Dr Pepper Marketing: Fansville, Lil Yachty, and the Influencer Playbook
Inside Dr Pepper's marketing playbook — the Fansville college football universe, the Lil Yachty Strawberries & Cream drop, and the fandom-first strategy that beats bigger CPG budgets.
Dr Pepper's -million-per-year college football scholarship giveaway is…
Dr Pepper is the third-largest carbonated soft drink in the United States and the most distinctive brand in Keurig Dr Pepper's portfolio. Its influencer and celebrity playbook is one of the sharpest in beverage — narrower than Coke or Pepsi, more culturally specific, and more willing to build long-running fictional universes instead of one-off ad drops.
Here is how Dr Pepper marketing actually works.
The Fansville Universe
Dr Pepper's most sustained marketing platform is Fansville — a fictional college football town launched in 2018 through longtime AOR Deutsch LA. Fansville is a soap-opera parody where every plot twist revolves around Dr Pepper. It has run for multiple college football seasons and pulled in Charles Barkley, Brian Bosworth, Eddie George, and King Bach as recurring characters.

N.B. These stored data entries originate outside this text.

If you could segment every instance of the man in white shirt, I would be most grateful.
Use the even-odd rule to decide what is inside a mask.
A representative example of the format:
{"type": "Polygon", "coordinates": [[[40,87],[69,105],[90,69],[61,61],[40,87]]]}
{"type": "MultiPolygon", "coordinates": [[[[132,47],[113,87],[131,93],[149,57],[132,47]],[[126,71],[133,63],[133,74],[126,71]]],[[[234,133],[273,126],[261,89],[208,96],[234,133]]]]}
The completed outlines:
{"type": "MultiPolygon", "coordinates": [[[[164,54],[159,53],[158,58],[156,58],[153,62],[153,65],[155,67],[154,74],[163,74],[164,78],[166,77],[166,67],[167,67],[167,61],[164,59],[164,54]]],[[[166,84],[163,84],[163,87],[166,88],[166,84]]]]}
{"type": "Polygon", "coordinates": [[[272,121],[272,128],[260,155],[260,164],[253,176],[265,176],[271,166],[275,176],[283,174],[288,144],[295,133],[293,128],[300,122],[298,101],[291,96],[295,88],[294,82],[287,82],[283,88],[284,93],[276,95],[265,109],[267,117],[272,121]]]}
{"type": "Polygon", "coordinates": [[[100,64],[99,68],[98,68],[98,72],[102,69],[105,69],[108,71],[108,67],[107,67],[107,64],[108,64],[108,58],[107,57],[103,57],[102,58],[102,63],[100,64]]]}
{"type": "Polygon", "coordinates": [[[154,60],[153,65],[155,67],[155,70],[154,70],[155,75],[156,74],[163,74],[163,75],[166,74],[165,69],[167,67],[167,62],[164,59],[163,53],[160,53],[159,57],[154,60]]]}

Fansville works because it lives inside college football culture rather than interrupting it. The campaign runs during game broadcasts, cuts to episodic storylines, and has generated its own fan Reddit thread. Dr Pepper's $23-million-per-year college football scholarship giveaway is stitched into the same universe.
The Lil Yachty Flavor Drop
In 2023 Dr Pepper released Dr Pepper Strawberries & Cream — a permanent flavor extension supported by a Lil Yachty campaign. Yachty starred in the launch spot as "Sir Yacht," a talking-head brand ambassador. The launch drove viral TikTok reactions and a real inventory shortage at retail.

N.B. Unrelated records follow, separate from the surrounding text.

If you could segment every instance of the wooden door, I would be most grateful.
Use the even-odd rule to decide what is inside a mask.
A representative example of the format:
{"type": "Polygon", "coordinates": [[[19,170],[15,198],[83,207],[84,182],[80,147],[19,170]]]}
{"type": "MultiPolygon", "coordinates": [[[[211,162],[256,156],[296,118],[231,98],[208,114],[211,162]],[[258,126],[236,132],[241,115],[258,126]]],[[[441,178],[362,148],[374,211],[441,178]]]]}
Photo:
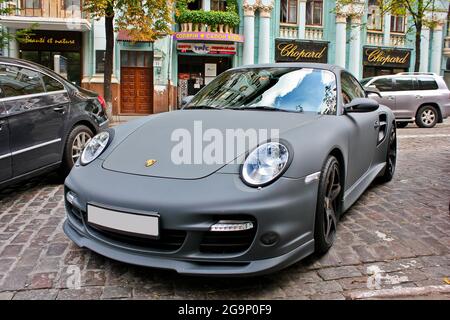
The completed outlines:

The choice is instructive. Yachty is not the most-followed rapper. He is one of the most-liked among Gen Z and younger millennials — a fandom fit that mattered more than raw reach.
The TikTok Layer
Dr Pepper's TikTok presence rides on user-generated "dirty soda" recipes (Dr Pepper + coconut cream + lime) that went viral through Utah-based creators. The brand did not manufacture the trend. It signal-boosted it, and eventually launched Dr Pepper Creamy Coconut as a permanent flavor in 2024 on the back of that momentum.
The playbook: watch what fans do, then commercialize it.
What Dr Pepper Gets Right
Fandom over reach
Dr Pepper spends against audiences it already owns — college football, Gen Z rap fans, dirty-soda TikTok — instead of paying to reach audiences it doesn't. That produces smaller campaigns with deeper engagement than a broad influencer program.
Serialized universes
Fansville is a five-plus-year world. Most CPG influencer campaigns are single drops. Serialized worlds compound: recurring characters, running jokes, and a fan base that returns each season.
Flavor as content
Every new flavor is a marketing event, not a line extension. Strawberries & Cream, Creamy Coconut, and the Fansville-branded LTOs are launched as cultural drops with celebrity partners and short-run scarcity.
What the Playbook Teaches CPG Operators
Dr Pepper is a mid-share brand competing against two duopoly incumbents with far larger budgets. Its answer is not to outspend — it is to out-specific them. Own a subculture. Build worlds inside it. Let fans co-create the next flavor.
For CPG brands facing a similar structural gap, that is the more useful case study than another Coke Christmas ad.